Roanne, august 2013.

There’s no accounting for taste. For some, it’s teal blue. Others prefer orange, green or red. That’s just the way it is. Colors seem to belong with peculiar emotions, intimately connected with personal tastes. Yet, colors are also framed by some conventions and are closely related to institutional practices. In some countries, one gets married in white, and goes into mourning in black. In others, it is exactly the opposite. In others, white is not considered as a color at all. And in some circumstances, colors are deeply gendered: blue for boys, pink for girls. More recently, visual marketing greatly contributes to associate particular colors to customers desires and buying decisions. Yellow for optimism and youthfulness, red for energy and urgency, blue for trust, purple for appeasement…

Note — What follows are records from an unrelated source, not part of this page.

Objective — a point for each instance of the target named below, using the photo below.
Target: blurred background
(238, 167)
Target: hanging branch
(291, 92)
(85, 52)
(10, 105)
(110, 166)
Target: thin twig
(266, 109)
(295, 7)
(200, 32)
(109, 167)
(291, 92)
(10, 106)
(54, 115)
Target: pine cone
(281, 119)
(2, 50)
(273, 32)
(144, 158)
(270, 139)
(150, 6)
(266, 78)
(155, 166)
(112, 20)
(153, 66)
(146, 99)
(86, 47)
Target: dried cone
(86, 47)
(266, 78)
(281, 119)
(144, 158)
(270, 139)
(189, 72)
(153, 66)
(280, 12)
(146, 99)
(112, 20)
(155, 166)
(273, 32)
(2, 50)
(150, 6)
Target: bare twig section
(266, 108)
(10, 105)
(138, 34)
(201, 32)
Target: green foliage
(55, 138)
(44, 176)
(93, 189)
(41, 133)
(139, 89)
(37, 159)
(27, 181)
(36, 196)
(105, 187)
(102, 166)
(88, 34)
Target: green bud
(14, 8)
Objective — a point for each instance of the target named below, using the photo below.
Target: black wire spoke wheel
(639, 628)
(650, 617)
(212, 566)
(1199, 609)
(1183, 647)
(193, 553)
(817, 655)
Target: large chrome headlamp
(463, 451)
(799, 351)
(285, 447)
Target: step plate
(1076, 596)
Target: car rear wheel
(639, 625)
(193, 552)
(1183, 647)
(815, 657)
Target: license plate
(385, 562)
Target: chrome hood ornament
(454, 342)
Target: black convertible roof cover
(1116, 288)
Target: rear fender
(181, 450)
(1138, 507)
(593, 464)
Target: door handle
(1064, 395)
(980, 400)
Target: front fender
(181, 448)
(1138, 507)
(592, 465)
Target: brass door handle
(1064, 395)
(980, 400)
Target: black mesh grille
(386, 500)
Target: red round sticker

In this workshop, there is no room for jealousy. The content of each paint can is white. It is the basis of the whole range of possibilities. Every customer can enter and ask for a very specific color. When a simple optical scanner is passed over a color chart or a piece brought by the customer, it analysis the proportions of coloring that compose the assembled color, and it displays the result on a computer screen. The correct proportioning of colors is then transformed in a mixture introduced in one of the white paint can. Between the reading gesture with the optical scanner and the final blend, the color goes through various inscriptions, codes, and materials. The peculiar device transforms colors in a quite similar manner as a DNA replication device. A specific or rare color may be turned into an unlimited resource. And such a multiplication process goes along with a last inscription: a label, stuck to the paint can lid, displaying the color name, a bar code in order to purchase more of the same kind again, date, and its price.